The bench, led by Chief Justice of India DY Chandrachud, indicated that the petition would be tagged with an earlier case that addressed the issue of election freebies (Ashwini Upadhyayv Union of India, Writ Petition (Civil) 43 of 2022), which was referred to a three-judge bench in August 2022.
*The Petitioner’s Argument
The petitioner, Bhattulal Jain, argued that despite the precarious financial situations of Rajasthan and Madhya Pradesh, as evidenced by reports from the Reserve Bank of India, the Chief Ministers of these states have announced cash benefits a few months ahead of the upcoming assembly elections scheduled for the end of this year. The petitioner emphasized that the situation in Madhya Pradesh is so dire that the state has mortgaged public properties to secure loans.
In response to the petitioner’s contentions, Chief Justice DY Chandrachud asked, “Before elections, all kinds of promises are made. Can we control them?”
The petitioner’s counsel responded by asserting the need to draw a line between what constitutes the public interest and what does not. The counsel emphasized the contentious nature of distributing cash benefits, stating, “Nothing is more atrocious than permitting the government to Distribute cash. Six months before elections, these things start. Ultimately, the burden falls on the tax-paying citizens of this country.”
The Court’s Response
The bench agreed to consider the matter further and asked the petitioners to replace the Chief Ministers of Rajasthan and Madhya Pradesh with the respective state governments in the array of parties.
The petitioner’s main contention revolved around the argument that the funds in the Consolidated Fund of India should not be utilized by a Chief Minister to “lure” voters before elections. The petition sought a declaration that promising electoral freebies using public funds to entice voters constitutes offenses of bribery and undue influence under Sections 171B and 171C of the Indian Penal Code.
Additionally, the petitioner requested the framing of guidelines to regulate Chief Ministers’ announcements of offers using consolidated funds before elections.
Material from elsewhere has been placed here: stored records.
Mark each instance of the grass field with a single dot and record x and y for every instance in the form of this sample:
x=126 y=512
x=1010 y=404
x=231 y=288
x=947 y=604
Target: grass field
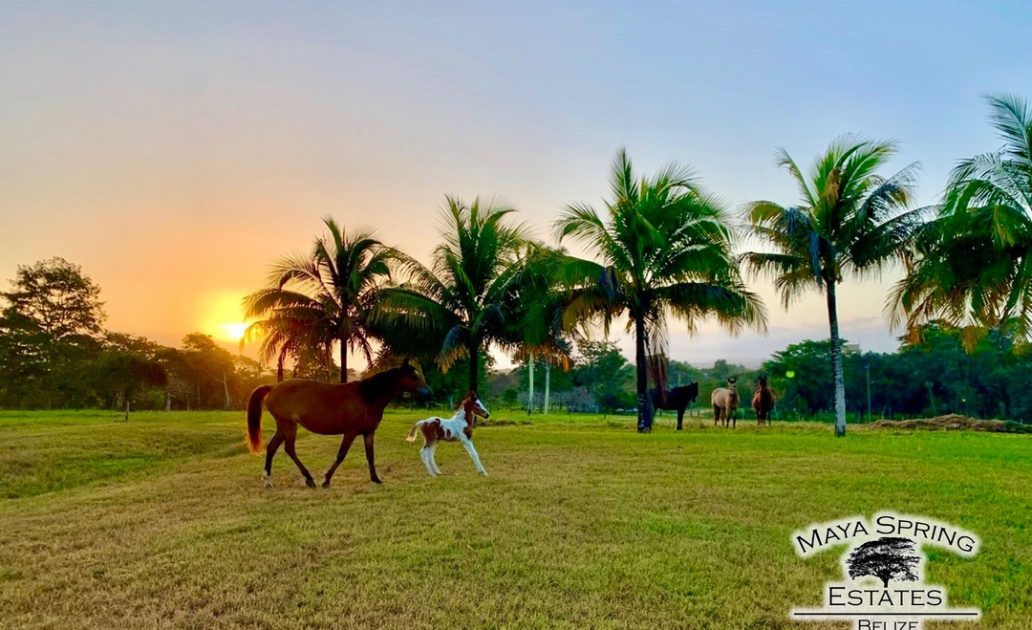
x=163 y=522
The petition emphasized the importance of taxpayer rights in monitoring the use of public money, stating, “No government can declare free electricity, free water, or loan waivers without the approval of the legislative assembly, irrespective of which government is ruling.”
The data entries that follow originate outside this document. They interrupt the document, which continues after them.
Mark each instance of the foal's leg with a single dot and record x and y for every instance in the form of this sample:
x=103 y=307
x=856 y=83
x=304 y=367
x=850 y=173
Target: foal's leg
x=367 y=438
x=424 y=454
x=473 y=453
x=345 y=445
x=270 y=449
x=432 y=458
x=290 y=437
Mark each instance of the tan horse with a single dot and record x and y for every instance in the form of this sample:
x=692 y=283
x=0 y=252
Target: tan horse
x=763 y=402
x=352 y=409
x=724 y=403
This case underscores the ongoing debate regarding the promises and incentives offered by political parties and leaders ahead of elections. The Supreme Court’s decision to issue notice and consider the matter in conjunction with a related case highlights the significance of addressing election-related practices that involve the distribution of benefits and financial incentives to voters. It remains to be seen how the court will navigate this complex issue and whether guidelines will be established to regulate such practices in the future.